Pre-shipment and Post-shipment credit are two of the schemes under the same
efforts of the Government.
Pre-shipment / Packing
Credit (PC) means any loan or advance granted or any other
credit provided by a bank to an exporter for financing the purchase, processing, manufacturing or
packing of goods prior to
shipment / working capital expenses
towards rendering of services on the basis of letter of credit opened in
his favour or in favour of some other person, by an overseas buyer or a
confirmed and irrevocable order for the export of goods / services from India
or any other evidence of an order for export from India having been placed on
the exporter or some other person, unless
lodgement of export orders or letter of credit with the bank has been waived. If pre-shipment advances are not adjusted by
submission of export documents within 360
days from the date of advance, the advances will cease to qualify for
subsidised interest rate offered by bank for export credit to the exporter.
When PC is given by banks in Foreign Currency it is known as PCFC. With
effect from May 05, 2012 banks have been given freedom to decide rate of
interest to be charged by them on PC/PCFC.
The packing credit / pre-shipment
credit granted to an exporter may be liquidated out of proceeds of bills drawn
for the exported commodities on its purchase, discount etc., thereby converting
pre-shipment credit into post-shipment credit. Further, subject to mutual
agreement between the exporter and the banker it can also be repaid / prepaid
out of balances in Exchange Earners Foreign Currency A/c (EEFC A/c) as also
from rupee resources of the exporter to the extent exports have actually taken
place. If not so liquidated/ repaid, banks are free to decide the rate of
interest as prescribed by RBI.
It
has been observed in many cases that the exporters have to procure raw
material, manufacture the export product and keep the same ready for shipment,
in anticipation of receipt of letters of credit / firm export orders from the
overseas buyers. Having regard to difficulties being faced by the exporters in
availing of adequate pre-shipment credit in such cases, banks have been
authorised to extend Pre-shipment Credit ‘Running Account’ facility in respect of any commodity, without insisting on prior
lodgement of letters of credit / firm export orders, depending on the
bank’s judgement regarding the need to extend such a facility.
Banks
may extend the ‘Running Account’ facility only to those exporters whose track record has been good as also to Export Oriented Units
(EOUs)/ Units in Free Trade Zones / Export Processing Zones (EPZs) and Special
Economic Zones (SEZs). In all cases where Pre-shipment Credit ‘Running Account’
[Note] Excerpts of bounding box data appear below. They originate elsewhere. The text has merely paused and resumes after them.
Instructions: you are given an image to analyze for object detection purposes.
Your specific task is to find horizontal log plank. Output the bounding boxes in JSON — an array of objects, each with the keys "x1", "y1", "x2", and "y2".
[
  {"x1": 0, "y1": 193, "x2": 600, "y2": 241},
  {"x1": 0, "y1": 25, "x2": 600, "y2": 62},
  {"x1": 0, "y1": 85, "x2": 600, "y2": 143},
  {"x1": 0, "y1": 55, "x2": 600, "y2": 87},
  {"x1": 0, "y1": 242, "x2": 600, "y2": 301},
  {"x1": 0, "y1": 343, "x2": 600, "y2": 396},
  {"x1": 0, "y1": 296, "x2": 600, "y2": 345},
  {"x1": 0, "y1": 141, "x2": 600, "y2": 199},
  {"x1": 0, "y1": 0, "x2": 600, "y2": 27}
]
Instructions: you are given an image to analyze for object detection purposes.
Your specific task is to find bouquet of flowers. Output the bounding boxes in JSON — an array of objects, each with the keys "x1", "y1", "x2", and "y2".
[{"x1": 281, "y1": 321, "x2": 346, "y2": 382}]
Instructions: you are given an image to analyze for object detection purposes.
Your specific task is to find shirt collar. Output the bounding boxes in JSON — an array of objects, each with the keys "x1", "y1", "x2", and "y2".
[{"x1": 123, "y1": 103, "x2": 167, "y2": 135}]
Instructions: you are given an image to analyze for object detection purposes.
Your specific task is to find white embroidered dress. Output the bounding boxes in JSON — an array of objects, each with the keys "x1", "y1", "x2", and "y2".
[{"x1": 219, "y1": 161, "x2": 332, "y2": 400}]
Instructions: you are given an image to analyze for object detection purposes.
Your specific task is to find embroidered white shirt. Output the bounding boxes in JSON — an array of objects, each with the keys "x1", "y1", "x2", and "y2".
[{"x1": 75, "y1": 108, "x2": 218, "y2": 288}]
facility has been extended, letters of credit / firm orders should be produced
within a reasonable period of time to be decided by the banks. Banks should
mark off individual export bills, as and when they are received for negotiation
/ collection, against the earliest outstanding pre-shipment credit on 'First In
First Out' (FIFO) basis. Banks should ensure that export credit
available in respect of individual pre-shipment credit does not go beyond the
period of sanction or 360 days from the date of advance, whichever is earlier.